Rests and the power of silence
One of my favorite memories of teaching students about musical rests happened in a adult group class I was leading years ago on a world cruise. I’d presented the time value of notes, the division of the beat, and I sailed into a discussion about rests thinking it would be a quick lesson.
“What does a whole rest sound like?” A woman asked.
“A rest is a symbol of silence,” I told her, repeating the original definition I’d given the class.
“Yes, but what does it sound like?” she pressed.
I blanked for a second. The rest of the class looked at her as if she’d lost her mind. Finally I counted out and clapped 4 quarter notes, and then counted 4 beats without clapping. She understood, and the class moved on to other concepts. The experience stayed with me, however, because on a deeper level, this student asked a very important question. What does a rest sound like? What are the properties of the silences that give notes their meaning and purpose?
Without silence, music would be unmitigated noise. Silence is what gives form to sound, and it is what allows us to organize and comprehend what we hear. When I was a young pianist in love with playing lots of notes very quickly, I rushed through rests. They felt like unnecessary intrusions and interruptions and I plowed through these times of what I felt was dead air with no understanding of the power of rests. It took years for me to realize that I’d had it all wrong. Rests—moments of silence—aren’t imposed on sound; sound emerges from silence. From the vast silence of space to the quiet of lonely places, silence is the foundation from which all sound is born.

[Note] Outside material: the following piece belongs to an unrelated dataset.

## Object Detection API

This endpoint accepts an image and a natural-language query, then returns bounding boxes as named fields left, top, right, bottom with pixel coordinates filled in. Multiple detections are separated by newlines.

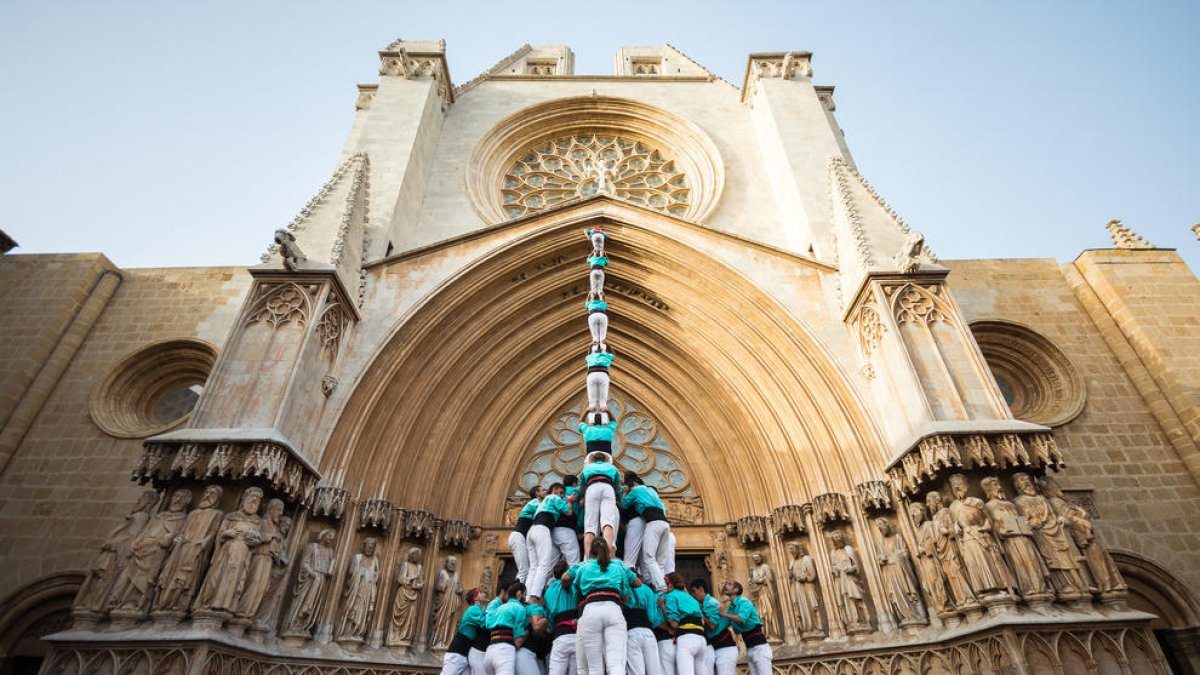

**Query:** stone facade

Regardless of what we call it—a pregnant pause, a dramatic pause—there’s vast power in silence. The fact that silence is becoming rare in our increasingly noisy world only increases its force. Most of us, deep down, fear it. As the late composer Toru Takemitsu wrote in his book Confronting Silence,
“The fear of silence is nothing new. Silence surrounds the dark world of death. Sometimes the silence of the vast universe hovers over us, enveloping us. There is the intense silence of birth, the quiet silence of one’s return to the earth. Hasn’t art been the human creature’s rebellion against silence?”

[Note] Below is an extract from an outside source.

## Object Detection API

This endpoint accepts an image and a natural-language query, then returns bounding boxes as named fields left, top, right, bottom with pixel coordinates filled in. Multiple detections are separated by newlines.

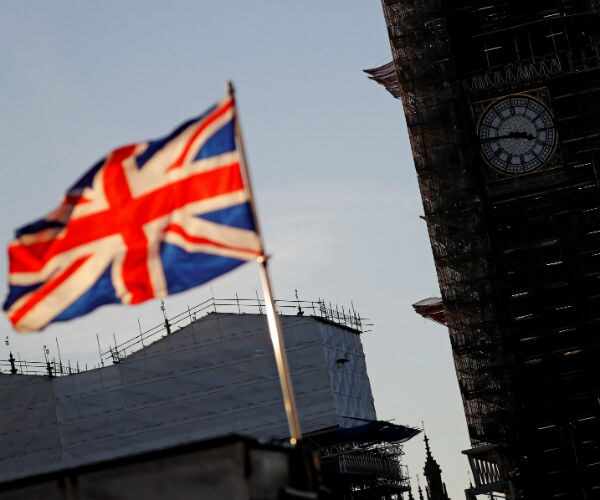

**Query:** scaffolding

Viewing silence as the foundational, living reality from which all art is created changes our relationship with musical rests. No longer are they impatient pauses imposed on us by composers, but rather moments of drama, mystery, and communication. Rests become places where all that has come before can be digested and understood, and where anticipation can be built for what’s to come. Honoring them allows us to play spaciously and graciously and to invite our listeners to experience these things in our performances.
Playing rests well requires us to become comfortable with silence. This is more difficult than it appears. I like to tell myself that I embrace silence, but when I wonder why I’m rushing through rests in music, I find my answer in how I fill every waking moment with noise and distraction. My discomfort with silence appears when I’m pretending that I’m good at multi-tasking, when I’m impatient in a long grocery line, or when I jump into conversation before the other person has finished a thought. The fastest way for me to find spaciousness in musical silences is to power down distractions (at and away from the piano) sit still, and shut up—and to stay quiet through all the uncomfortable feelings that come with potentially awkward or boring pauses. Then, and only then, can I find the internal grounding to play rests well.
What does a rest sound like? It sounds like the tension of preparing to jump off a high dive. It sounds like a catch in the throat. It sounds like a silent prayer of thanks. It sounds like the building blocks of life cradling sound. That’s the power of rests.